Les équipes sont de plus en plus conscientes de ce qui doit être fait pour aider et protéger leurs employés. Le team manager de Haas, Peter Crolla, pense que la nouvelle génération de travailleurs en F1 sera plus apte à demander de l'aide, plutôt qu'à taire ses problèmes : "C'est difficile, et peu importe quel est votre travail dans une équipe de course, ce n'est pas facile d'être loin de vos amis, de votre famille et de votre maison, et [de gérer] les conflits qui accompagnent [ce problème]. Peu importe à quel point votre équipe fait attention à vous, c'est toujours difficile de devoir se tourner vers une nouvelle vie. Mais je pense que de manière générationnelle, nous commençons doucement à comprendre que nous pouvons discuter et qu'il y a des réseaux de soutien. Que ce soit grâce à votre employeur, grâce à vos amis ou à vos collègues."

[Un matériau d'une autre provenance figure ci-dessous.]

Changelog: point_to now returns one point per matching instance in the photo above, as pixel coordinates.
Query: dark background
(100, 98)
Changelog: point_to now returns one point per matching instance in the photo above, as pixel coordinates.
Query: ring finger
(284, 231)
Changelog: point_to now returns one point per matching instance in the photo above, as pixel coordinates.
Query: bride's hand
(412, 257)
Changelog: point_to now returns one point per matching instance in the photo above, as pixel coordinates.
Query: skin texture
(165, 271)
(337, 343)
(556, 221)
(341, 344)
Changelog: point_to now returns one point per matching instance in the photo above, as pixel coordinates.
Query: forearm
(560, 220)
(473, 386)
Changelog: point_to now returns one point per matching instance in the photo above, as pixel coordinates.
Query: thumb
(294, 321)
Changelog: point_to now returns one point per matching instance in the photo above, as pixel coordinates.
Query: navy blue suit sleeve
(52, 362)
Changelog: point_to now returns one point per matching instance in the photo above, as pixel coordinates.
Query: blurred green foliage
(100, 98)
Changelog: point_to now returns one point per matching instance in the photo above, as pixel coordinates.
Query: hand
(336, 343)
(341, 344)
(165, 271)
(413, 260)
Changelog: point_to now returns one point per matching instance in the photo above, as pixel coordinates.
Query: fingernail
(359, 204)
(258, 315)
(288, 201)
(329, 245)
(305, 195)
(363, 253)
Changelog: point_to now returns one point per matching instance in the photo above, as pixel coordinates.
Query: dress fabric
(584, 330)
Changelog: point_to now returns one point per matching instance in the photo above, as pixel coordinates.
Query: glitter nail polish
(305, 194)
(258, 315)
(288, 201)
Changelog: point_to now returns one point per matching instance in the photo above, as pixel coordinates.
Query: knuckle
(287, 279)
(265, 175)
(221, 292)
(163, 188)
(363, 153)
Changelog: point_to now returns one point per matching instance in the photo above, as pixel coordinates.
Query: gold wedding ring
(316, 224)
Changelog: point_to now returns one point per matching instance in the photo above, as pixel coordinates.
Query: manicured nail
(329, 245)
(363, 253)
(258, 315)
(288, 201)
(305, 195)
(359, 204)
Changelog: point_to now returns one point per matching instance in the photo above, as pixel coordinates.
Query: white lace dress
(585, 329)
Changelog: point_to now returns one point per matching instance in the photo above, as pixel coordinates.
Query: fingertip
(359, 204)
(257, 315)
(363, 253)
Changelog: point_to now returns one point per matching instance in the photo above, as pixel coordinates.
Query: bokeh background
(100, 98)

"Cette industrie dominée par les hommes et plutôt machiste commence à effectuer son introspection et réalise qu'il n'y a pas besoin d'être ce gars costaud tout le temps, car si vous l'êtes, vous serez vite à bout. C'est probablement quelque chose que les générations précédentes n'ont jamais eu à explorer. Et elles y ont probablement été résistantes. Mais je crois que la majorité des hommes aujourd'hui, quand ils en ont besoin, savent quand parler et vers qui se tourner." 

Les équipes et organisations comme Movember savent que l'écoute est une étape bienvenue pour toute personne de la F1 qui ferait face à des défis, du stress et des difficultés dont personne n'est au courant.